Two men accused of using robocall scam to deter Black residents from voting by mail

Francis Akhalbey Oct 30, 2020 at 08:00am

October 30, 2020 at 08:00 am | News

Francis Akhalbey

Francis Akhalbey | Content Manager

October 30, 2020 at 08:00 am | News

Jacob Wohl and Jack Burkman are accused of making robocalls to around 12,000 people -- Photo Credit: AP

U.S. District Court Judge Victor Marrero has ordered two White right-wing men to call back several people they got in touch with in Detroit and other cities to admit the earlier messages they sent to them about mail-in ballots were false and illegal. The two men, Jacob Wohl, 22, and Jack Burkman, 54, were rounded up in a voter intimidation scam targeted at Black voters.

According to Michigan Attorney General Dana Nessel, Wohl and Burkman contacted about 12,000 Black residents through robocalls in August spreading misleading information about mail-in ballots in an attempt to deter them from voting, Metro Times reports.

The robocalls reportedly told their targets their background information would be used to search for old warrants and also by credit card companies to track down debtors if they voted by mail. The calls also alleged the Centers for Disease Control and Prevention (CDC) would use their details to track them for mandatory vaccines.

A full transcript of the robocall reads: “Mail-in voting sounds great, but did you know that if you vote by mail, your personal information will be part of a public database that will be used by police departments to track down old warrants and be used by credit card companies to collect outstanding debts? The CDC is even pushing to use records for mail-in voting to track people for mandatory vaccines. Don’t be finessed into giving your private information to the man, stay safe and beware of vote by mail.”

The accused men were charged with intimidating voters, conspiracy to commit an election law violation, and using a computer to commit the crime of conspiracy and election law during an arraignment on October 8.

Marrero ordered Wohl and Burkman, who have been released on a $100,000 bond, to call back all their targets by the evening of Thursday, October 29, or be charged with contempt of court. He has also barred the accused men from making further robocalls or distributing text messages to intimidate voters, according to Metro Times.

“The means Defendants use to intimidate voters, though born of fear and similarly powered by hate, are not guns, torches, burning crosses, and other dire methods perpetrated under the cover of white hoods,” Marrero stated in the order. “Rather, Defendants carry out electoral terror using telephones, computers, and modern technology adapted to serve the same deleterious ends.”

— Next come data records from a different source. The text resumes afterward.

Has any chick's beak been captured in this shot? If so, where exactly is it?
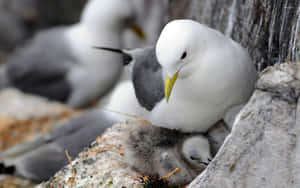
[165,72,178,102]
[130,25,146,40]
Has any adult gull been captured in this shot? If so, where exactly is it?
[0,0,143,108]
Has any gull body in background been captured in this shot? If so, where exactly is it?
[0,20,257,182]
[0,109,211,183]
[0,0,142,108]
[100,20,257,132]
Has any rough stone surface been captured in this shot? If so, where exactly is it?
[37,123,143,188]
[38,120,229,188]
[168,0,300,71]
[0,89,78,188]
[189,63,300,188]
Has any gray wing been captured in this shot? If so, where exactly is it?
[132,47,164,111]
[2,109,118,181]
[0,7,25,52]
[6,28,76,102]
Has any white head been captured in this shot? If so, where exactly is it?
[81,0,144,33]
[156,20,215,100]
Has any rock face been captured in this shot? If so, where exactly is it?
[38,121,143,188]
[168,0,300,71]
[189,63,300,188]
[39,120,228,188]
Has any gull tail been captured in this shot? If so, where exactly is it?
[0,163,16,175]
[93,46,133,66]
[0,64,10,89]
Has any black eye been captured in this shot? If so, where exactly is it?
[180,52,187,59]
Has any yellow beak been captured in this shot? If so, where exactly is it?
[165,72,178,102]
[130,25,146,40]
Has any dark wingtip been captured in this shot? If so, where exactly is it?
[93,46,124,54]
[93,46,133,66]
[0,163,16,175]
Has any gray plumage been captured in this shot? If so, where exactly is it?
[3,27,75,102]
[0,0,144,108]
[97,46,165,111]
[0,7,25,53]
[132,47,165,111]
[0,110,117,181]
[125,126,211,185]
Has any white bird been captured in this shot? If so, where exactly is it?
[97,20,258,132]
[0,0,142,108]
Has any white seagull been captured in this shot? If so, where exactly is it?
[97,20,258,132]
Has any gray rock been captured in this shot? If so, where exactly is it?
[168,0,300,71]
[38,120,227,188]
[189,63,300,188]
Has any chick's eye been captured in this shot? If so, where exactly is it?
[180,52,187,59]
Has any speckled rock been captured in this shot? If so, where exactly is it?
[189,63,300,188]
[37,123,143,188]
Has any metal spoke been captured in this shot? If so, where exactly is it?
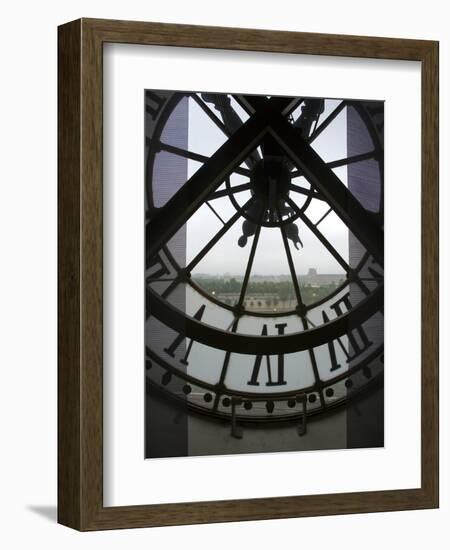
[190,94,231,137]
[205,201,225,225]
[277,207,304,310]
[159,141,250,176]
[237,204,266,308]
[286,197,350,273]
[291,151,376,178]
[213,317,239,410]
[208,182,250,200]
[270,116,384,265]
[307,101,347,143]
[289,183,325,201]
[161,197,254,298]
[314,207,333,227]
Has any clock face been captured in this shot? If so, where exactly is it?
[145,90,384,457]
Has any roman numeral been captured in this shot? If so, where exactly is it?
[145,90,166,120]
[322,293,373,372]
[247,323,287,386]
[164,304,206,365]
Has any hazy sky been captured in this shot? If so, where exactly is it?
[172,95,348,275]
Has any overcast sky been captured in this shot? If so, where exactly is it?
[181,95,348,275]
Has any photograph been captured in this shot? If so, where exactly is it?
[146,89,385,459]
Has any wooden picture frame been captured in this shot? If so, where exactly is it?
[58,19,438,531]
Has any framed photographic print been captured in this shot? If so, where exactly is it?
[58,19,438,530]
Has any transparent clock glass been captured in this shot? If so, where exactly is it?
[142,90,384,459]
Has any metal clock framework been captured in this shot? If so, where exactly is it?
[145,91,384,438]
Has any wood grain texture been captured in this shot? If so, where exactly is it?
[58,19,438,531]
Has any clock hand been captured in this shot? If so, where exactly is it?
[270,116,384,265]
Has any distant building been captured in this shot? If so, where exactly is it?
[299,267,345,287]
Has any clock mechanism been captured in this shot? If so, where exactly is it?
[145,90,384,456]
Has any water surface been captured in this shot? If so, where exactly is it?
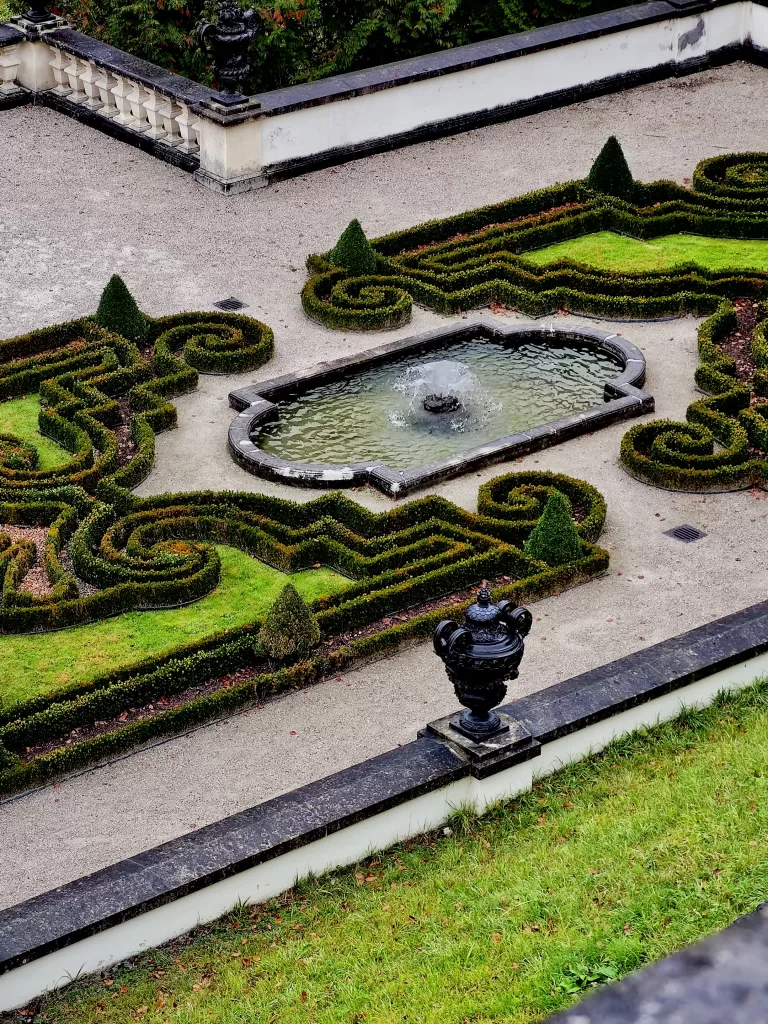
[253,338,621,469]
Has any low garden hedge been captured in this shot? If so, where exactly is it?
[620,303,768,490]
[302,151,768,331]
[0,472,608,792]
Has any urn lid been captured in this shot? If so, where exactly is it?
[464,587,502,630]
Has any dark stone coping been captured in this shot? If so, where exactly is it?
[228,317,653,498]
[0,589,768,978]
[257,0,716,116]
[0,0,768,178]
[45,29,218,108]
[550,903,768,1024]
[0,24,27,46]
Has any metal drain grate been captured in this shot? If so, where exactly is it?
[665,522,707,544]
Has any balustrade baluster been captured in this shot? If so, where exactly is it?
[176,102,200,153]
[80,60,103,111]
[143,89,168,139]
[96,69,118,118]
[161,96,182,146]
[112,75,135,127]
[0,46,22,94]
[128,82,150,132]
[65,54,88,103]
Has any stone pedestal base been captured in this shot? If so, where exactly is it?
[419,712,541,778]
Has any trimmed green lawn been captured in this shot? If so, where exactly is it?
[0,546,349,706]
[37,682,768,1024]
[0,395,72,470]
[523,231,768,272]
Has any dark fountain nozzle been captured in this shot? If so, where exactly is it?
[433,586,534,742]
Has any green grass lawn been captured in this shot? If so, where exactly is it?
[0,395,72,470]
[0,546,349,707]
[36,683,768,1024]
[524,231,768,272]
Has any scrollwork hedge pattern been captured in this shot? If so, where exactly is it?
[0,301,608,791]
[302,154,768,330]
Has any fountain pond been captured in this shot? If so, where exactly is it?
[229,317,652,495]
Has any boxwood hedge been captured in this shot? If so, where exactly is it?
[302,154,768,331]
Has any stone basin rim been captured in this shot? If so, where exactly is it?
[228,314,654,498]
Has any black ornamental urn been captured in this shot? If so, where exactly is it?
[22,0,56,25]
[196,0,261,106]
[434,587,534,742]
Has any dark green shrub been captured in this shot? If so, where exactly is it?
[587,135,635,199]
[95,273,150,342]
[328,219,376,275]
[258,583,321,662]
[524,490,583,567]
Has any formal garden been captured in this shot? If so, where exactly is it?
[0,32,768,1024]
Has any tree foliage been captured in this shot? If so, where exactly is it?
[525,490,583,566]
[9,0,638,92]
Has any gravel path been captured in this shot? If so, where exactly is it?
[0,65,768,906]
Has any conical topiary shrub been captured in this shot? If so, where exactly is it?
[330,220,376,275]
[525,490,583,566]
[587,135,635,199]
[96,273,150,342]
[257,583,321,662]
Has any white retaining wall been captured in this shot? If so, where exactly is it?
[0,653,768,1012]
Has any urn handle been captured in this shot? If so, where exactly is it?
[432,618,459,658]
[499,601,534,637]
[432,618,472,662]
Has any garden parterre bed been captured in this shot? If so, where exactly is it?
[0,296,607,792]
[621,300,768,492]
[15,682,768,1024]
[302,154,768,330]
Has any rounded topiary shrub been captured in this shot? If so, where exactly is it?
[96,273,150,342]
[328,220,376,275]
[257,583,321,662]
[587,135,635,199]
[525,490,584,566]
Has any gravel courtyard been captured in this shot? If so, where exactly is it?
[0,63,768,907]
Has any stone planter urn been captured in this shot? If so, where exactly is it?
[433,587,534,742]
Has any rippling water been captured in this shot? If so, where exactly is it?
[253,338,620,469]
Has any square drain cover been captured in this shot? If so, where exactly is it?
[665,523,707,544]
[213,296,247,313]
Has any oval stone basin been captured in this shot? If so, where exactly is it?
[229,317,652,495]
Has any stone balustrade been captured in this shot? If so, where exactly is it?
[0,0,768,193]
[42,33,201,155]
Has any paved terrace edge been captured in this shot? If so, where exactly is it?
[0,601,768,977]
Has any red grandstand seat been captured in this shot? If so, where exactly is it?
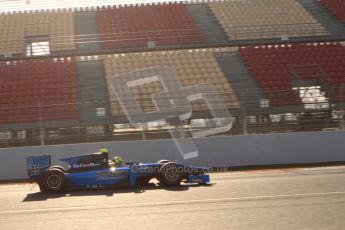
[97,4,204,48]
[0,58,79,124]
[320,0,345,22]
[239,43,345,105]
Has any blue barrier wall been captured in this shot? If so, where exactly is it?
[0,131,345,180]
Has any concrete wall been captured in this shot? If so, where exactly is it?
[0,131,345,180]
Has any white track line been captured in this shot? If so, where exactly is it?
[0,191,345,215]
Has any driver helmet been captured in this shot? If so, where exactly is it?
[113,156,122,166]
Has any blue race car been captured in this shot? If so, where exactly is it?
[27,153,210,192]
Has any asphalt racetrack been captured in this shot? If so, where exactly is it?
[0,166,345,230]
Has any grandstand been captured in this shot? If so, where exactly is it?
[0,0,345,147]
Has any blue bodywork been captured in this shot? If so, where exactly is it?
[27,153,209,187]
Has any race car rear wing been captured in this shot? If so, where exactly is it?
[26,155,51,178]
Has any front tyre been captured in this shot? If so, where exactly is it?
[159,162,182,186]
[40,168,66,192]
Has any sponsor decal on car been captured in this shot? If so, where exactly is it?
[73,163,99,168]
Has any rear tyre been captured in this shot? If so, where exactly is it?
[159,162,183,186]
[39,168,66,192]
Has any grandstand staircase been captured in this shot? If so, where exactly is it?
[74,12,101,54]
[187,4,228,45]
[77,61,110,123]
[299,0,345,39]
[215,52,266,112]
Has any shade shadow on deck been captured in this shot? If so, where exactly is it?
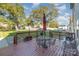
[0,39,64,56]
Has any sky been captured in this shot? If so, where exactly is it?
[22,3,71,25]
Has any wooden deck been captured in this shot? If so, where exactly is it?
[0,39,78,56]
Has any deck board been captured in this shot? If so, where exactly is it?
[0,39,78,56]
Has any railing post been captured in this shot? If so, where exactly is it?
[13,34,17,45]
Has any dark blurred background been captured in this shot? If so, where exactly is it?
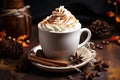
[25,0,109,24]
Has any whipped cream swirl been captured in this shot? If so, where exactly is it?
[40,6,81,32]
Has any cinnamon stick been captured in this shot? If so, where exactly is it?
[29,55,69,67]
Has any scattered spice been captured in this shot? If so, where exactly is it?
[70,52,83,65]
[67,75,74,80]
[94,59,109,72]
[0,30,30,47]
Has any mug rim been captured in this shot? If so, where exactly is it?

In effect, Marrero ordered the accused men to “to issue a message to all recipients of the robocalls informing them about this Court’s finding that Defendants’ original message contained false statements that have had the effect of intimidating voters, and thus interfering with the upcoming presidential election, in violation of federal voting-rights laws.”

Marrero ordered them to retract their earlier claims with this message upon calling their victims:

“At the direction of a United States district court, this call is intended to inform you that a federal court has found that the message you previously received regarding mail-in voting from Project 1599, a political organization founded by Jack Burkman and Jacob Wohl, contained false information that has had the effect of intimidating voters, and thus interfering with the upcoming presidential election, in violation of federal voting-rights laws.”

Though the attorney for Burkman, Scott Grabel, labeled the charges as a “political stunt” and argued the robocalls were “protected speech” during court proceedings, Assistant Attorney General Richard Cunningham countered, saying the calls were made in an attempt to influence “the outcome of the election,” Metro Times reports.

The two men have also been accused of making similar calls in Cleveland and East Cleveland and were charged in an Ohio court on Tuesday.

“Voting is a cornerstone of our democracy and all voters should be able to cast their ballot without confusion or fear,” Nessel said after Marrero’s order.